Hackers in Europe managed to target several cash machines from an unnamed bank earlier last year by infecting them with malware from USB drives, BBC News reports. The researchers who discovered the hack detailed their findings at the Chaos Computing Congress in Hamburg, Germany recently. According to their report, the ATM thefts were discovered in July after a bank noticed how its machines were emptied of cash even though the cash should have been protected inside safes. The bank then discovered how criminals were cutting holes into ATMs in order to transfer malware from the USB to the ATM. Once the data transfer was complete, the holes would be patched up to conceal the attack.

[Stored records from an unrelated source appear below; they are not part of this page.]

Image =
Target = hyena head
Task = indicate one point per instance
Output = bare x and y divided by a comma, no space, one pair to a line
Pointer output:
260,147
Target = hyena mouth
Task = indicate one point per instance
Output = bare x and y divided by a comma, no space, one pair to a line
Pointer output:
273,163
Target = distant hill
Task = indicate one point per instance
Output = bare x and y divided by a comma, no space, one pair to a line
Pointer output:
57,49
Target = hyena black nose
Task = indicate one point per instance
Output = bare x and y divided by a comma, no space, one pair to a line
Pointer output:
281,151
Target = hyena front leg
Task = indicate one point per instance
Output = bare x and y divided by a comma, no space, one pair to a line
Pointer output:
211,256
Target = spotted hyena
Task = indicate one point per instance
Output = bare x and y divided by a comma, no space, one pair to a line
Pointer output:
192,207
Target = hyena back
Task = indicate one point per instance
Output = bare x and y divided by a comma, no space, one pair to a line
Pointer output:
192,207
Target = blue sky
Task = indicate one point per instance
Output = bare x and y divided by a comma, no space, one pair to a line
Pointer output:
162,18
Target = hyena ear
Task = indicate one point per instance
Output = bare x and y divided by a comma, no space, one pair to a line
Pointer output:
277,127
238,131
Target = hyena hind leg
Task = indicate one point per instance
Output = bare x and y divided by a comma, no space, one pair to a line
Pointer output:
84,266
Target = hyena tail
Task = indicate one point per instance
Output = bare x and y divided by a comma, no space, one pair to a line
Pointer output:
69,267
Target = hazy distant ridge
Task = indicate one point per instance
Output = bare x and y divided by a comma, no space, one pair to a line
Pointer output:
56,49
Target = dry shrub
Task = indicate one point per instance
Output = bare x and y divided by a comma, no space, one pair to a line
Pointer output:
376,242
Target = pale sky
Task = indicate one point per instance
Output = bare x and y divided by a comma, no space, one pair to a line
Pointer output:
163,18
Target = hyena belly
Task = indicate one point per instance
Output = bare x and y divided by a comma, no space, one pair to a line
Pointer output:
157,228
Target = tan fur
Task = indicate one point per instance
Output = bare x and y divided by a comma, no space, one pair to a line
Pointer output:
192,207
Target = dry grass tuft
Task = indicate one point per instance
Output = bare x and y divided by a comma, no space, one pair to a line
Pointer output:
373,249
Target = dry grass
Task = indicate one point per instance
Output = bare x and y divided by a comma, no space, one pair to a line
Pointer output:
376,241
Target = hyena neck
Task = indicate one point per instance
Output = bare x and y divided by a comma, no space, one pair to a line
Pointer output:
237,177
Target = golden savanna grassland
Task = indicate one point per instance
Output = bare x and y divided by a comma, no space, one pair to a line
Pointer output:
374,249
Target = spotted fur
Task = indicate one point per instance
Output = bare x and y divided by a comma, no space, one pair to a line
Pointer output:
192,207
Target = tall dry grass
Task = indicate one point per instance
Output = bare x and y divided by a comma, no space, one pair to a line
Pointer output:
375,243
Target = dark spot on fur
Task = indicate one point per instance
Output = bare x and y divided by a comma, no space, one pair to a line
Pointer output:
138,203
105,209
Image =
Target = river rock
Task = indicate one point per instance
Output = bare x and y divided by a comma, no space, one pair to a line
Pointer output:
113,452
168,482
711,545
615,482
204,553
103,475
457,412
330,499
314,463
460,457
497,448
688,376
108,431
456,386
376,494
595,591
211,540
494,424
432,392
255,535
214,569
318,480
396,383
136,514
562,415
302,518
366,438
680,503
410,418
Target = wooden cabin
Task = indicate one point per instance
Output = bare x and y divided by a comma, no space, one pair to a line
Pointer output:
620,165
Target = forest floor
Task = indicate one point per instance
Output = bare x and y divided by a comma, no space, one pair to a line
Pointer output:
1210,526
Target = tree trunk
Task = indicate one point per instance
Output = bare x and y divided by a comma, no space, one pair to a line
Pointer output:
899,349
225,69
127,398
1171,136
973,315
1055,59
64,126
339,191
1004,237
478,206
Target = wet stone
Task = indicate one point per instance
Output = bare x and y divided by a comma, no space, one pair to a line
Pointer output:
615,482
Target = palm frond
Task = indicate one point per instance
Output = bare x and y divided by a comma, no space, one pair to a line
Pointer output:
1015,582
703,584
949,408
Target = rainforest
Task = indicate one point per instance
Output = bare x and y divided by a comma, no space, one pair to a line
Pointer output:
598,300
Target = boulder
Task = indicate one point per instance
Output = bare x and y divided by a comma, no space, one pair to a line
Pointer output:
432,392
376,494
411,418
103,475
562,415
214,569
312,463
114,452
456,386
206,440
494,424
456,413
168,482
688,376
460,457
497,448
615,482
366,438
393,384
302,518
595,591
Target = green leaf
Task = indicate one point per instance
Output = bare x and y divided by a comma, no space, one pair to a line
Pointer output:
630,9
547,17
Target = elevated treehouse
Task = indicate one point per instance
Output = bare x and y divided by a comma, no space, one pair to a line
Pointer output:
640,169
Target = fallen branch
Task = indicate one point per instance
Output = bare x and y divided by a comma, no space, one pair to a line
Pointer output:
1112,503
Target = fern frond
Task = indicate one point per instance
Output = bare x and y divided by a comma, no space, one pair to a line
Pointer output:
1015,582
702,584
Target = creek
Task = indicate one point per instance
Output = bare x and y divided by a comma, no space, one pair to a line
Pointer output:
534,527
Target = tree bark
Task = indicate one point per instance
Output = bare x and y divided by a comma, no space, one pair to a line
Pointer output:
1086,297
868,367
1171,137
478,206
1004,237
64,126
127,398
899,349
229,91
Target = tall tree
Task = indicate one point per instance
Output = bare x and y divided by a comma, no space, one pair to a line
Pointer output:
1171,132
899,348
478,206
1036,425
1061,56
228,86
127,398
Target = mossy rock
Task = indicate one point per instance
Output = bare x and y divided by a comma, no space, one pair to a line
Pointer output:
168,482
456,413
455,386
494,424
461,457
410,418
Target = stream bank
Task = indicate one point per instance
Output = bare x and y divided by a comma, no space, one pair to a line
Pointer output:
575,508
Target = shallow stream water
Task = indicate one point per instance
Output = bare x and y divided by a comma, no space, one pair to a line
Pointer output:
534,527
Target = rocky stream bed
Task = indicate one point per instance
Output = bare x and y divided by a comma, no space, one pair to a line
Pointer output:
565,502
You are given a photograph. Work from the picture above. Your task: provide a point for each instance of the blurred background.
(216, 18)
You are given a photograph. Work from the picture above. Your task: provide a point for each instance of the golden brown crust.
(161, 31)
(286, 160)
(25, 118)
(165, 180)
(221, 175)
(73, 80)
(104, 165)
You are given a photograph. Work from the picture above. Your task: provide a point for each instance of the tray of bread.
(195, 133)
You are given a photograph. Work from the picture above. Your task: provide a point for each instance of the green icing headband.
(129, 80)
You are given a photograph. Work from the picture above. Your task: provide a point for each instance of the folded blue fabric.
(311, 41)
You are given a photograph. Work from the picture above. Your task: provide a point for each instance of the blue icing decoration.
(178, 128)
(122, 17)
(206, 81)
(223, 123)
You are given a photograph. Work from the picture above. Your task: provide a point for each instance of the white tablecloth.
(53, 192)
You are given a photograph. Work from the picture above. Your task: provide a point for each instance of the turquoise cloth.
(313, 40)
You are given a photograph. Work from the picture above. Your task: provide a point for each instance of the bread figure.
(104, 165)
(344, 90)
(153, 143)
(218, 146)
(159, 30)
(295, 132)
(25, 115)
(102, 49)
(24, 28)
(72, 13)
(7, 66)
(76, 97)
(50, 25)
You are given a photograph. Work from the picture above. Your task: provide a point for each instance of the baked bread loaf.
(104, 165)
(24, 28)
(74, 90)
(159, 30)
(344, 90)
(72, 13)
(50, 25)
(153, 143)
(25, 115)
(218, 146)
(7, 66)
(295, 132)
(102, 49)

To withdraw money, hackers would then enter a 12-digit code that brought up a special menu showing how much of each currency denomination was available within the ATM. The thieves would then withdraw the highest value banknotes in order to spend as little time as possible in front of ATMs and thus avoid suspicion.
Interestingly, in order to prevent untrusted fellow gang members from withdrawing money from the compromised ATMs, the hackers used a double sign in mechanism. In addition to the 12-digit code, the thief would also have to enter a second code in response to a unique random sequence of numbers shown on the ATM. The response came via a phone call from another gang member, meaning that at least two people would be involved with each ATM heist. The machine would return to its normal state after three minutes of malicious inactivity.
The research has shown that the hack did not actually target data from regular customers using the machines, and instead focused only on directly retrieving the money. As for the code itself, the hackers “had gone to great lengths to make their malware code hard to analyze,” BBC writes, with researchers concluding that the hackers must have “profound knowledge of the target ATMs.”